CRICTL is a powerful tool to perform various maintenance and container-management tasks on a Kubernetes node and offers a command-line interface that is similar to that of traditional container clients. However, CRICTL is closely tied to the Kubernetes CRI, which can make running a new container a bit cumbersome. This is why SUSE CaaS Platform ships Podman as a tool for pure debugging and maintenance purposes.

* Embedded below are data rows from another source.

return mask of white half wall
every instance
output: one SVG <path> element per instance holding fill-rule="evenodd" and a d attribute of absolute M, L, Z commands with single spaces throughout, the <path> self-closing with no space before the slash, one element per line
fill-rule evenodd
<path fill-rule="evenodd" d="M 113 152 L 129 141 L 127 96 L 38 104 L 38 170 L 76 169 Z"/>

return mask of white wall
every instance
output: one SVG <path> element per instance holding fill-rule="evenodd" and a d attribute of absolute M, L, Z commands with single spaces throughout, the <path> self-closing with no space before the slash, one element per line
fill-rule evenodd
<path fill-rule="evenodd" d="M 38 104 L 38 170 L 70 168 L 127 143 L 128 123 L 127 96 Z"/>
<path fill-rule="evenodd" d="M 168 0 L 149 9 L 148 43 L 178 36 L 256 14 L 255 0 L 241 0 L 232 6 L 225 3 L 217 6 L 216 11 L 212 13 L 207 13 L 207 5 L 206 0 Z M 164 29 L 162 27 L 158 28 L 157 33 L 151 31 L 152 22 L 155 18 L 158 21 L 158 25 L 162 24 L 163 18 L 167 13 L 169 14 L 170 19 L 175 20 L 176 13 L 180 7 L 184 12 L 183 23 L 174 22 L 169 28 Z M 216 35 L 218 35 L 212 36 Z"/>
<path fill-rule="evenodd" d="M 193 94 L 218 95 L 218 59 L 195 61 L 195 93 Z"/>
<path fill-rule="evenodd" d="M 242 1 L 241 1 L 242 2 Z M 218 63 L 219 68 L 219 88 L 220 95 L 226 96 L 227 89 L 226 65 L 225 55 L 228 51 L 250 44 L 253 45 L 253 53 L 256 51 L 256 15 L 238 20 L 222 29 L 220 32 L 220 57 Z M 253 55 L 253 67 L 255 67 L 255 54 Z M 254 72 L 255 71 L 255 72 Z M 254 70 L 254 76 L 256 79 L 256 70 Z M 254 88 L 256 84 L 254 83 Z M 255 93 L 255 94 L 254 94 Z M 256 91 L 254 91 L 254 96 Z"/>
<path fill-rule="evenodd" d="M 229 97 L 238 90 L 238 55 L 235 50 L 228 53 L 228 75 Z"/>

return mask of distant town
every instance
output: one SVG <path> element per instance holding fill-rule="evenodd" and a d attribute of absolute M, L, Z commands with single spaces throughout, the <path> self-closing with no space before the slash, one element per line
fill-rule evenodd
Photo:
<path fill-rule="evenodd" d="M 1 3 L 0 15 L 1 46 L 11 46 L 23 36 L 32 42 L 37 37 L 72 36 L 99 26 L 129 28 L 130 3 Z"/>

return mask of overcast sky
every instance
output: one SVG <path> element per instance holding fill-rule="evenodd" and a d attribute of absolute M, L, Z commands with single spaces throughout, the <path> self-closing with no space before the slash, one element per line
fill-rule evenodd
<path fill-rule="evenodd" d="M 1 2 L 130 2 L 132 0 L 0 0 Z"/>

Podman is a command-line client to perform similar operations as the Docker client and can be seen as a drop-in replacement for Docker outside the context of Kubernetes to run, build and manage containers and container images. The command-line interface of Podman is nearly identical to the one of Docker, which enables users a seamless transition from one to another. Podman follows a similar design paradigm as CRI-O does but is entirely daemon-less. Podman and CRI-O share the same image storage, but at the time of writing, they do not yet share containers, which is something the community is currently working on to enable a seamless integration among the two tools. Our previously loaded alpine image can be run with Podman via podman run -it alpine, which gives us a shell of the container that we can use to debug or to perform certain maintenance tasks. If you are interested in reading more about Podman, please refer to another blog post on how to use Podman on openSUSE.

Call for Participation

SUSE is proud to offer CRI-O as a technical preview to SUSE CaaS Platform 3 users. When setting up a cluster, the container runtime can be configured to be CRI-O. We want to encourage users to try out CRI-O and to provide feedback on the experience. SUSE will continue and expand its efforts in the community to provide a fully community-driven, open-source container runtime that satisfies SUSE’s requirements of enterprise-grade software to provide a first-class Kubernetes experience.